The Unique Challenge of Searching for Names
Or How to Turn a Generic Search Engine into a World Class Directory Search
Recently I’ve been involved in several projects that require searching over lists of names, and so I’ve been thinking a lot about the unique challenge that is searching for names.
People love lists, and lists of things, especially lists of names (or “directories”), are very common throughout society. We have lists of TV shows, movies, terrorists, inventors, companies, and lots more. It’s clear that such searches are often the mission critical interface for many common applications and in some cases may be critical to society at large.
Why Document Search is Different to Name Search
Standard search engines are designed to search over documents and not names, and the two are very different. I often despair when I hear standard search engine vendors talk about directory search.
First of all, documents are much bigger – and size does matter. There’s lots more information in a document, which means that TF-IDF statistics (Term Frequency – Inverse Document Frequency, stalwart ranking criteria of many search engines) are much more reliable for documents than names. Further, a document has many more opportunities to match the user’s query than a name. For example, spelling errors in the document (as opposed to errors in the query, which is a different problem) are less of an issue, because a single word in a document is such a small percentage of the data.

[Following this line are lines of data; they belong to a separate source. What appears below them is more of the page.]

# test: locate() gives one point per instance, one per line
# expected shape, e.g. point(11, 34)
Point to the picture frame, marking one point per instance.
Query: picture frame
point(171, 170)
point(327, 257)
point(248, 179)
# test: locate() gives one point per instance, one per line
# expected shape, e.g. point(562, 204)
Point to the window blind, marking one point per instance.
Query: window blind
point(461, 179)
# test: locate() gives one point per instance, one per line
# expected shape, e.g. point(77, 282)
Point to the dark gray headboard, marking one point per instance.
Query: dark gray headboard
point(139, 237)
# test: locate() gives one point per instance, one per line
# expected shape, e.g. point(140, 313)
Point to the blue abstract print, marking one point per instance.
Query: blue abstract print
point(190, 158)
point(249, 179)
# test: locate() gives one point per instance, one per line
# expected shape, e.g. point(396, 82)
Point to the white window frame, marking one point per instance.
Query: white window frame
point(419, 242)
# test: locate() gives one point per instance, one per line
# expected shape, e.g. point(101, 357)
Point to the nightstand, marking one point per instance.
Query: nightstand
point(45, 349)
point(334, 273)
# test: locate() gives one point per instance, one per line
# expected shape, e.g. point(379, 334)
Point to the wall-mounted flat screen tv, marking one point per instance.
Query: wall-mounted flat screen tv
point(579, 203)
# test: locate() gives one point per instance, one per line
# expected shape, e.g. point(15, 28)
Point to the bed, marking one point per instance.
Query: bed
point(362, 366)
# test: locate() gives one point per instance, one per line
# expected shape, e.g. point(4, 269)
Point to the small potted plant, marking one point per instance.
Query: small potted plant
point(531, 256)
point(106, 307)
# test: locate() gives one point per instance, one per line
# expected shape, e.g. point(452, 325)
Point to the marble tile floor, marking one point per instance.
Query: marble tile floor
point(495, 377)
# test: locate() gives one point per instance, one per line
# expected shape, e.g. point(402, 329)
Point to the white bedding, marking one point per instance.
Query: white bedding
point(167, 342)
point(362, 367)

The same cannot be said of name search. In a name, a single token misspelled affects a large proportion (or even all) of the searchable content. Imagine if more than half of the words in a document were misspelled! How would a search application cope with that?
Along the same lines, standard search engine statistics (such as the aforementioned TF-IDF) generally get in the way of name search. In document search, the standard thinking is that very frequent words, such as the word “very”, are relatively unimportant because they are used so frequently and in so many different ways. The same cannot be said of name search, where every word is critical. For example, even if “John” is the most frequent word in your name database, it is still just as important as “Rajeev”, because these words are an equally accurate representation of a person’s first name.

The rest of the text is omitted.